The literature is swamped with studies on biomarkers and it seems that almost every other publication promises identification of a new biomarker associated with disease prognosis or treatment prediction. A crude search of PubMed reveals over 450,000 publications on the subject, with tens of thousands of these articles related to cancer biomarkers. This is one of the most confusing, unclear and complicated aspects of oncology, not least because as soon as one publication confirms the role of a new biomarker, another concludes that it is no more convincing regarding disease prognostication or treatment prediction than a more-established one.

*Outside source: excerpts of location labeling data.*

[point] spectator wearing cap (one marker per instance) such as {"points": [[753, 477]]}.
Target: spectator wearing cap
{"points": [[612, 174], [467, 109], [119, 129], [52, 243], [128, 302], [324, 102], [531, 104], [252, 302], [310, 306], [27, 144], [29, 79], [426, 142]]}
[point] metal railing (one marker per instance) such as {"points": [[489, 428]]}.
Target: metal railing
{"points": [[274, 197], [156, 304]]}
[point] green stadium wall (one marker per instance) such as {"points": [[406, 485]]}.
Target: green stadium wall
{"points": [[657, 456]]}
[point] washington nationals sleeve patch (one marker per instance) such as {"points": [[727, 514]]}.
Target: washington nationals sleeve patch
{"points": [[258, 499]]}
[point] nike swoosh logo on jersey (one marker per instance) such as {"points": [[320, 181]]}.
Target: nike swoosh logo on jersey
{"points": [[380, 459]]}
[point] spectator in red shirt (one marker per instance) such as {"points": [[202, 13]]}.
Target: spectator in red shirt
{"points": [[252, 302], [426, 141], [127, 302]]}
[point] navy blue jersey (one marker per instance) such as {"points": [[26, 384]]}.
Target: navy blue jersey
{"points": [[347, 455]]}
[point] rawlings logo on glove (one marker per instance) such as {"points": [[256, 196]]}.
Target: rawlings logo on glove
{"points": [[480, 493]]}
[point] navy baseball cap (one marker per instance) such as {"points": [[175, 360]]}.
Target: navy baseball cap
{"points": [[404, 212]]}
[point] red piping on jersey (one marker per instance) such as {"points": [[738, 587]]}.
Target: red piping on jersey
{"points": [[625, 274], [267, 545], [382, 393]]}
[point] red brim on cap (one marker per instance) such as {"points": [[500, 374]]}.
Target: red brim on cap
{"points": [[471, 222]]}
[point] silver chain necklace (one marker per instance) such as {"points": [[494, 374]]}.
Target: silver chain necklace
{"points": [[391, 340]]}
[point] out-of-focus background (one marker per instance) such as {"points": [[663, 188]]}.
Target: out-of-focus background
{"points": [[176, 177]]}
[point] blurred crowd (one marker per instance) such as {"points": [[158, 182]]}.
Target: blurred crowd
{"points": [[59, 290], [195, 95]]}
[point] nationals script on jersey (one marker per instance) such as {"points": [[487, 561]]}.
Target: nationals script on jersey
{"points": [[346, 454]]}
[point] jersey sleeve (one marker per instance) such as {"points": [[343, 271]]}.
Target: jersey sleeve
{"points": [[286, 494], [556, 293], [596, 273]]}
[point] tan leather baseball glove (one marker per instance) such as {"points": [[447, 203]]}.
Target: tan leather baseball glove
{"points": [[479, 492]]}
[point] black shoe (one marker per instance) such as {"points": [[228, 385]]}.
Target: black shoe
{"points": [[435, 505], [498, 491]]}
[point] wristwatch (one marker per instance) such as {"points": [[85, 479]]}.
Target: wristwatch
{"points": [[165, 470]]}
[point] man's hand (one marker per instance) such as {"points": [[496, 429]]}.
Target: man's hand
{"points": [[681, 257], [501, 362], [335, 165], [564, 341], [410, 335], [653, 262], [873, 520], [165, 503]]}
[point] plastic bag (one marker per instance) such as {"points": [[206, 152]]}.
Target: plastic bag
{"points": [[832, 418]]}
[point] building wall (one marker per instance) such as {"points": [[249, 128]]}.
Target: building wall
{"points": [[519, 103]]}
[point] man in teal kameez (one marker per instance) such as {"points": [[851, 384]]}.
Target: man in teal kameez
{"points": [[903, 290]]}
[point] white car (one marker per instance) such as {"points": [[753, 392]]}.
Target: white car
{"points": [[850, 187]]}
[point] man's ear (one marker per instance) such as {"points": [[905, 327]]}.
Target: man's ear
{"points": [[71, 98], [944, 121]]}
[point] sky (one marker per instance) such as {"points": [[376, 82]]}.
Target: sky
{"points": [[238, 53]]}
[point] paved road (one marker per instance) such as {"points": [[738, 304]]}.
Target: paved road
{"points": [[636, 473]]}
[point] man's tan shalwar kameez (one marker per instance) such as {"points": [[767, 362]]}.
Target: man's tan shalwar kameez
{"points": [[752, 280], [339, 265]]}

A biomarker is a biochemical feature used as an indicator of a biologic state that, if objectively measured and evaluated, signifies normal biologic or pathogenic processes, or response to a therapeutic intervention. Prognostic biomarkers provide very general information regarding outcome before therapy; most of the molecular profiles in breast cancer fall into this category. Predictive markers dictate response to a particular therapy. Currently, the most effective predictive biomarkers are KRAS mutations in colorectal cancer that predict unresponsiveness to EGFR inhibitors, and EGFR mutations in patients with lung cancer who respond to EGFR inhibitors. These markers are of real practical value.

Top research priority should be given to finding the Holy Grail of biomarkers

In this issue, two Research Highlights summarize important studies relating to prognostic biomarkers. O'Brien and coauthors assessed whether pretreatment prostate-specific antigen (PSA) velocity or PSA doubling time according to a number of different definitions could predict outcome in men undergoing radical prostatectomy. They demonstrated that although some definitions of PSA velocity or PSA doubling time do correlate with outcome, the accuracy of these markers for predicting outcome is less than that of PSA measurement alone. Sorensen et al. used an advanced MRI technique to evaluate three biomarkers and showed that they can predict progression-free survival and overall survival in patients with recurrent glioblastoma just 1 day after treatment with the anti-VEGF agent cediranib.

The third type of biomarker is one that can indicate when the tumor has totally gone—this is the 'Holy Grail' of biomarkers. This is the biomarker that is of the most value to oncologists. The best example of the effectiveness of this type of biomarker is human chorionic gonadatropin (hCG), which is used to monitor treatment in choriocarcinoma. It is both sensitive and, more importantly, specific. No hCG, no tumor. A poor example is CA-125, which is measured in most patients with ovarian cancer yet is not very sensitive or specific—levels can drop to zero even when tumor is diagnostically detectable.

Cancer is a heterogeneous set of diseases with many subtypes that differ genetically and epigenetically. It is important to determine the stability of a biomarker, and how its behavior in controls varies over time, before it can then be assessed as a reflection of natural history of the disease. Definitions of a biomarker can vary greatly in different studies and establishing a consistent common terminology is paramount to ensure cohesiveness for future studies.

Perhaps the most controversial area is the issue of randomized trial design. Although randomization to different treatments, regardless of the presence or absence of the biomarker, may be an ideal strategy, it could mask the positive effects of a drug if it is only efficacious in those patients who express the biomarker. Conversely, if different techniques with diverse specificity and sensitivity are used to determine marker presence then the true benefit or detriment of a treatment might be missed.

Top research priority should be given to finding the Holy Grail of biomarkers—something that is specific for the tumor being assessed, and only for that tumor. Yet studies of this type of marker are vastly under-represented. Just think about what such a marker would mean to patients with newly diagnosed breast cancer. It would tell you if surgery was enough. Only people who needed chemotherapy would get it. Furthermore, if patients needed adjuvant chemotherapy, you would know the precise time to stop.

Despite their limitations, marginal biomarkers are often ordered for cancer patients. In general they do little to advance the effectiveness of treatment. We will continue to flounder in this field until we are able to find markers that are specific for malignant versions of normal cells. That's the Holy Grail and it seems a long way away.